When the identification of the firstend development marker 120 is greater than the identification of theimplant body 110, the radiopaque material in the firstend development marker 120 may be the same as the radiopaque material in the woven wire of theimplant body 110, and at this time, the thickness of the firstend development marker 120 in the X-ray direction is greater than the thickness of theimplant body 110 in the X-ray direction, or the radiopaque material in the firstend development marker 120 is different from the radiopaque material in the woven wire of theimplant body 110, and at this time, the thickness of the firstend development marker 120 in the X-ray direction may be greater than, equal to, or less than the thickness of theimplant body 110 in the X-ray direction.
Likewise, when the identification of the secondend development marker 130 is greater than the identification of theimplant body 110, the radiopaque material in the secondend development marker 130 may be the same as the radiopaque material in the woven wire of theimplant body 110, the thickness of the secondend development marker 130 in the X-ray direction is greater than the thickness of theimplant body 110 in the X-ray direction, or the radiopaque material in the secondend development marker 130 is different from the radiopaque material in the woven wire of theimplant body 110, and the thickness of the secondend development marker 130 in the X-ray direction is greater than, equal to, or less than the thickness of theimplant body 110 in the X-ray direction.
It will be appreciated that the thickness of the visualization mark in the X-ray direction is determined primarily by the outer diameter, wall thickness of the visualization spring or the outer diameter and wall thickness of the visualization sleeve, while the thickness of the implant body in the X-ray direction is determined primarily by the wire diameter of the braided wire or the diameter of the core wire.

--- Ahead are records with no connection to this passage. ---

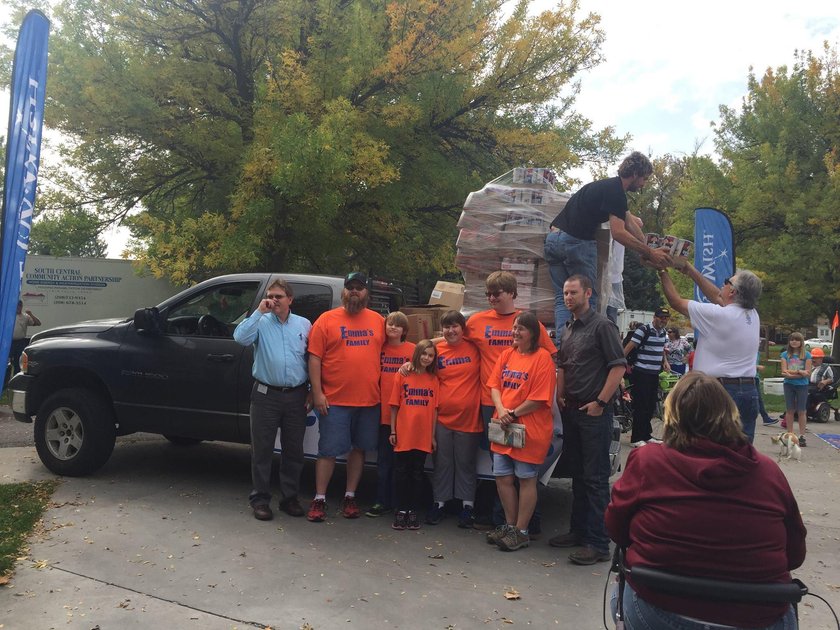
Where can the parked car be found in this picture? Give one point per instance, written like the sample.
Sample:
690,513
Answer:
810,344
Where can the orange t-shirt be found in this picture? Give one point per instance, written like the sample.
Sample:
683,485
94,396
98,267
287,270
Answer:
349,347
459,373
392,358
521,377
492,333
416,395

Furthermore, it is understood that different visualization materials have different material densities, and therefore, the relative material densities can be adjusted by selecting the respective visualization materials, and further, the braid density (i.e., metal coverage) can affect the visualization properties to some extent, and thus, the braid density can be further adjusted to adjust the visualization properties of the implant body.

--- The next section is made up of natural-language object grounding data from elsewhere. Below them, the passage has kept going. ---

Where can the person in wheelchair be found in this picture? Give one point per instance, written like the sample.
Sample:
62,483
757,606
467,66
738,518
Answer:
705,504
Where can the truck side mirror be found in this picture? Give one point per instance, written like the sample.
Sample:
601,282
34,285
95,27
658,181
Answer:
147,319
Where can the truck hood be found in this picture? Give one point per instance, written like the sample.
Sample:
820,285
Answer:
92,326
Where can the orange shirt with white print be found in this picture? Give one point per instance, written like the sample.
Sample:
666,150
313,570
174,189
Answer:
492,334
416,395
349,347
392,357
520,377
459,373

Compared with the prior art, the development performance of different parts of vascular implant under the X-ray is different, is convenient for satisfy different doctor operating condition's demand, is convenient for judge opening and adherence state of support in crooked blood vessel, and the degree of discernment of the development mark at both ends is high simultaneously, easily the doctor judges opening and adherence state at support both ends, improves the accuracy of operation security and operation to shorten operation time, improve operation efficiency and treatment.

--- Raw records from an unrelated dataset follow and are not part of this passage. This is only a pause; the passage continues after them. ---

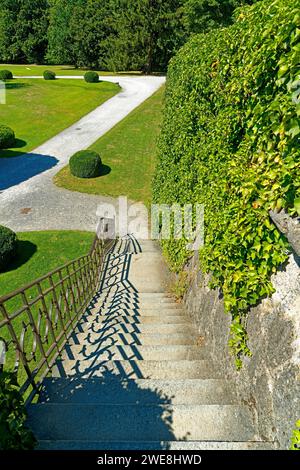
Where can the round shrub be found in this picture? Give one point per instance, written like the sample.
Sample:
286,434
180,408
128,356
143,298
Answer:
8,246
6,75
85,164
91,77
7,137
49,75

Although the present invention is disclosed above, it is not limited thereto. Various modifications and alterations of this invention may be made by those skilled in the art without departing from the spirit and scope of this invention. Thus, if such modifications and variations of the present invention fall within the scope of the present invention and its equivalent technology, it is intended that the present invention also include such modifications and variations.